Anyway … eccomi di nuovo in modalità Phantom-fan!
Terminate le scuse, faccio un doveroso disclaimer: se a qualcuno la scena della biblioteca ricorda qualcosa sappiate che temo di essermi fatta influenzare da Mozart in the Jungle. Adoro Rodrigo, credo che sia ciò che Erik sarebbe potuto essere se avesse avuto una vita normale e fosse stato dotato di un buon carattere. Il modo in cui sente la musica, in cui la ama, quel “suona col sangue” sono tutte cose che mi ricordano molto Erik (o meglio: il mio Erik) e rileggendo questo capitolo ho rivisto Rodrigo che insegnava a Hayley che la musica è ovunque attorno a lei, perfino nel caos di New York. Non è stato fatto apposta e questa scena era una di quelle che ho avuto in mente da più o meno il momento in cui ho pensato a come sviluppare la trama di Ophelia. Di solito dichiaro le fonti da cui prendo in prestito le mie idee, ma questa volta la somiglianza non è stata voluta (e forse c’è solo nella mia testa).

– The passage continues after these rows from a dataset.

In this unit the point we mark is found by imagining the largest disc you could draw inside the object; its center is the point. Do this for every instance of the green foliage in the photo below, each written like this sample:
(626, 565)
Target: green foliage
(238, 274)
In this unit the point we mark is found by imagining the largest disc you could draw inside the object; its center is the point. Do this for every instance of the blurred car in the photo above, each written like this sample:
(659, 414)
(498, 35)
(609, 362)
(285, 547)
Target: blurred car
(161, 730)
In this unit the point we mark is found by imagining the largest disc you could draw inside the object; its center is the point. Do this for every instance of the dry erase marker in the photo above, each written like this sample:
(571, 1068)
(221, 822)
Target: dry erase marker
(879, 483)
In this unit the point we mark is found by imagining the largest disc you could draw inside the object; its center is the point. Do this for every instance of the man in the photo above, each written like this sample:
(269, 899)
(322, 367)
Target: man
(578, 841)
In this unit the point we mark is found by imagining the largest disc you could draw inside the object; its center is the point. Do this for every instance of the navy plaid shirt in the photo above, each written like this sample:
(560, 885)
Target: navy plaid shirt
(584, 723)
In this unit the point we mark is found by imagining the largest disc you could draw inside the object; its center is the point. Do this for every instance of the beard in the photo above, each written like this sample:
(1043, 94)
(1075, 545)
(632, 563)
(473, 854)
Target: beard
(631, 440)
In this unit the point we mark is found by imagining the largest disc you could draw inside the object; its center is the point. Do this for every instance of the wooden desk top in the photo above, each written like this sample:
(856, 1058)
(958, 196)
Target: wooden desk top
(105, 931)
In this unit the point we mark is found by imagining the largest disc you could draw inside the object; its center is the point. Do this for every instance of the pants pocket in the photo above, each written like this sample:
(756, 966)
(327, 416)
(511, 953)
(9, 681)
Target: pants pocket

Spero comunque che il capitolo vi piaccia e che mi lascerete un commento.
 
PS: se non avete ancora visto Mozart in the Jungle, iniziate questa serie.
 
 
 
 
 
Ophelia era tornata in camera appena Coyle aveva suonato il gong per annunciare che mancava un’ora alla cena. Aveva suonato il campanello per chiamare Daisy e aveva aspettato la cameriera perché l’aiutasse a cambiarsi d’abito, osservando distrattamente il suo riflesso allo specchio.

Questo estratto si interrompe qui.